Was any progress ever made on Max's problem?? Thanks in anticipation of a response. R. ---------- Forwarded message ---------- Date: Thu, 23 Nov 2006 17:04:09 -0800 From: Max A. <maxale@gmail.com> To: David Wilson <davidwwilson@comcast.net> Cc: Sequence Fans <seqfan@ext.jussieu.fr> Subject: Re: Chestnut On 10/21/06, David Wilson <davidwwilson@comcast.net> wrote:

This is a chestnut that I am convinced it is true, but I cannot prove it. I have posed it on math-fun occasionally, and never got an answer. I would like to see it posed to some better minds that some of you might know, e.g, JHC or other number theorist.

Let S and T be sets of real numbers. Call T a divider of S if some element of T lies strictly between any two elements of S.

For integer n >= 1, let Fence(n) be the set of all rationals with denominator n, that is, { k/n : k in Z }.

For real set S, let f(S) be the least n such that Fence(n) is a divider of S, if such an n exists.

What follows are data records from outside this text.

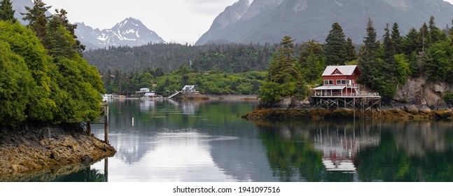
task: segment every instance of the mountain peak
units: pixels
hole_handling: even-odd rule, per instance
[[[209,43],[279,43],[284,36],[298,42],[323,42],[334,22],[347,36],[361,43],[368,18],[377,34],[387,23],[398,22],[401,34],[420,27],[433,15],[438,27],[451,24],[453,5],[444,0],[253,0],[239,19],[231,16],[235,5],[221,13],[195,44]],[[242,7],[246,8],[245,6]]]
[[[85,25],[78,27],[76,35],[88,48],[109,46],[138,46],[150,43],[165,43],[155,31],[148,29],[139,20],[127,18],[111,29],[99,30]]]

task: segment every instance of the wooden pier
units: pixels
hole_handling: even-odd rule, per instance
[[[368,110],[379,106],[381,108],[381,97],[377,92],[361,92],[344,95],[321,94],[312,96],[316,105],[327,109],[353,108],[359,108],[362,114]]]

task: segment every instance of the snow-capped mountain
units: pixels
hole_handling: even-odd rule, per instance
[[[29,8],[33,8],[33,1],[32,0],[12,0],[11,1],[13,3],[13,9],[14,9],[14,17],[17,18],[20,24],[24,25],[28,24],[28,21],[24,21],[22,20],[24,18],[24,15],[20,14],[21,13],[27,13],[25,6]],[[46,15],[52,15],[50,12],[46,13]]]
[[[437,27],[444,28],[453,19],[453,5],[443,0],[237,0],[213,22],[195,43],[279,43],[291,36],[302,43],[323,42],[334,22],[354,43],[366,35],[368,18],[373,21],[378,38],[388,23],[398,22],[405,34],[419,28],[431,15]],[[250,4],[249,4],[250,2]],[[229,17],[234,16],[234,17]]]
[[[165,41],[155,31],[150,30],[140,20],[128,18],[109,29],[100,30],[76,22],[76,35],[87,49],[108,46],[137,46],[150,43]]]

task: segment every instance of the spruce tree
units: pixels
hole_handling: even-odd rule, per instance
[[[428,25],[426,25],[426,22],[424,22],[423,25],[420,28],[419,30],[419,45],[421,46],[421,51],[424,52],[425,50],[428,48],[429,48],[429,30],[428,29]]]
[[[403,38],[400,34],[400,29],[397,22],[393,23],[393,26],[391,29],[391,41],[393,42],[395,52],[396,54],[401,53]]]
[[[0,20],[18,22],[18,20],[14,17],[15,12],[13,9],[13,3],[10,0],[0,1]]]
[[[56,22],[58,25],[62,26],[69,31],[72,37],[76,39],[76,44],[73,46],[74,49],[76,50],[79,55],[82,55],[83,50],[85,50],[85,46],[82,45],[80,41],[77,40],[77,36],[75,33],[77,24],[71,24],[69,22],[69,20],[67,17],[67,13],[68,13],[64,9],[61,9],[60,10],[58,9],[55,9],[55,14],[52,16],[51,20]]]
[[[376,30],[372,25],[372,21],[368,18],[366,26],[367,36],[364,38],[364,46],[358,54],[358,66],[362,72],[360,77],[361,82],[366,86],[375,89],[379,78],[377,51],[379,43],[376,41]]]
[[[347,46],[342,27],[337,22],[333,23],[324,45],[326,63],[329,65],[343,64],[347,60]]]
[[[46,12],[51,6],[46,6],[41,0],[35,0],[33,8],[25,6],[27,13],[21,13],[25,15],[24,20],[28,20],[28,27],[36,34],[41,39],[41,43],[46,49],[50,48],[49,42],[47,38],[46,24],[50,17],[46,15]]]
[[[365,48],[368,51],[376,51],[379,49],[379,43],[376,41],[377,36],[371,18],[368,18],[368,22],[366,24],[366,34],[367,36],[363,41]]]
[[[402,52],[406,55],[410,55],[412,52],[421,51],[421,46],[419,42],[419,32],[415,28],[412,28],[403,39]]]
[[[307,83],[321,79],[322,72],[326,68],[323,46],[314,40],[304,43],[300,46],[299,64],[303,78]]]
[[[356,52],[356,47],[352,43],[351,38],[348,37],[346,45],[346,60],[351,62],[357,59],[357,52]]]
[[[277,102],[281,97],[291,96],[305,98],[309,91],[298,70],[294,53],[294,40],[286,36],[280,43],[279,53],[275,54],[269,66],[266,81],[258,90],[263,102]]]
[[[384,76],[389,80],[393,80],[393,74],[395,74],[395,55],[396,54],[394,43],[390,36],[390,29],[389,29],[389,24],[384,29],[384,34],[383,37],[383,57],[382,66],[380,69],[379,73],[383,74]]]

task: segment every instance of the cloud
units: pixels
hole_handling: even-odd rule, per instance
[[[231,6],[239,0],[190,0],[188,9],[201,15],[218,15],[225,8]]]

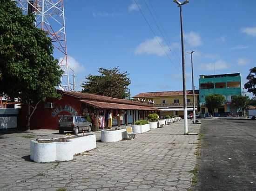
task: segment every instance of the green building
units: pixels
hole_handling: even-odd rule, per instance
[[[199,103],[202,116],[209,115],[205,96],[212,94],[221,94],[226,98],[222,106],[215,111],[215,116],[236,114],[236,108],[231,106],[231,102],[234,96],[241,95],[240,74],[200,76]]]

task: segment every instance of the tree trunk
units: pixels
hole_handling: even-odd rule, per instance
[[[36,109],[38,104],[40,102],[40,100],[38,101],[37,103],[36,103],[36,104],[35,104],[35,106],[34,107],[32,106],[30,104],[27,104],[27,121],[26,125],[26,127],[27,130],[30,130],[30,119],[31,118],[31,116],[34,114],[34,111]],[[31,113],[30,113],[31,108],[33,108],[33,110]]]

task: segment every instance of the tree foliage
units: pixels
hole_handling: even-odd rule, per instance
[[[250,102],[250,98],[248,96],[234,96],[231,101],[231,105],[240,111],[243,111],[248,107]]]
[[[250,73],[246,79],[248,82],[244,84],[244,88],[248,89],[248,92],[256,96],[256,67],[250,69]]]
[[[60,97],[56,86],[63,71],[53,56],[50,38],[24,15],[15,1],[0,1],[0,95],[18,98],[33,108],[47,97]]]
[[[205,96],[205,106],[213,115],[214,109],[219,108],[225,102],[225,97],[220,94],[211,94]]]
[[[89,75],[82,83],[82,92],[116,98],[128,96],[127,88],[131,83],[127,72],[121,72],[118,67],[99,69],[100,75]]]

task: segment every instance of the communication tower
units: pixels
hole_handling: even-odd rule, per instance
[[[68,66],[63,0],[15,0],[24,14],[34,14],[35,25],[45,31],[52,39],[54,54],[60,57],[59,64],[64,73],[58,88],[66,91],[75,89],[74,71]],[[70,73],[73,73],[72,82]],[[71,87],[72,86],[72,87]]]

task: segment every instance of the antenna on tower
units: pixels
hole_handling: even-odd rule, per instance
[[[68,66],[67,51],[66,25],[63,0],[15,0],[17,5],[24,14],[36,16],[35,25],[46,32],[52,39],[55,56],[60,57],[59,64],[64,71],[60,88],[66,91],[74,91],[75,88],[74,71]],[[69,71],[73,74],[70,82]],[[71,88],[72,86],[72,88]]]

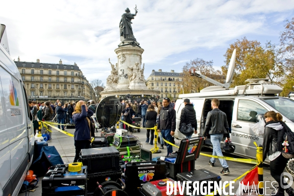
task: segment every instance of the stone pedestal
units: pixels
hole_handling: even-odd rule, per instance
[[[142,80],[134,80],[130,83],[129,89],[132,90],[147,90],[147,86],[145,82],[142,82]]]
[[[126,90],[129,89],[129,86],[130,86],[129,80],[127,77],[127,68],[133,67],[136,62],[139,63],[139,67],[142,67],[142,54],[144,49],[138,47],[127,46],[121,47],[114,51],[118,55],[118,60],[119,79],[116,88],[118,90]],[[144,89],[147,89],[145,83],[144,86]]]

Let Recip(n) be the set of all integer reciprocals on [0,1] with denominator <= n, that is, { 1/b : 1 <= b <= n }

Let Farey(n) be the set of all rationals on [0,1] with denominator <= n, that is, { a/b : 0 <= a <= b, 1 <= b <= n }

Is f(Farey(n)) = f(Recip(n)) for every n?

The apparently common sequences a(n) = f(Recip(n)) =? f(Farey(n)) is in the OEIS, I cannot find it in the short time I have.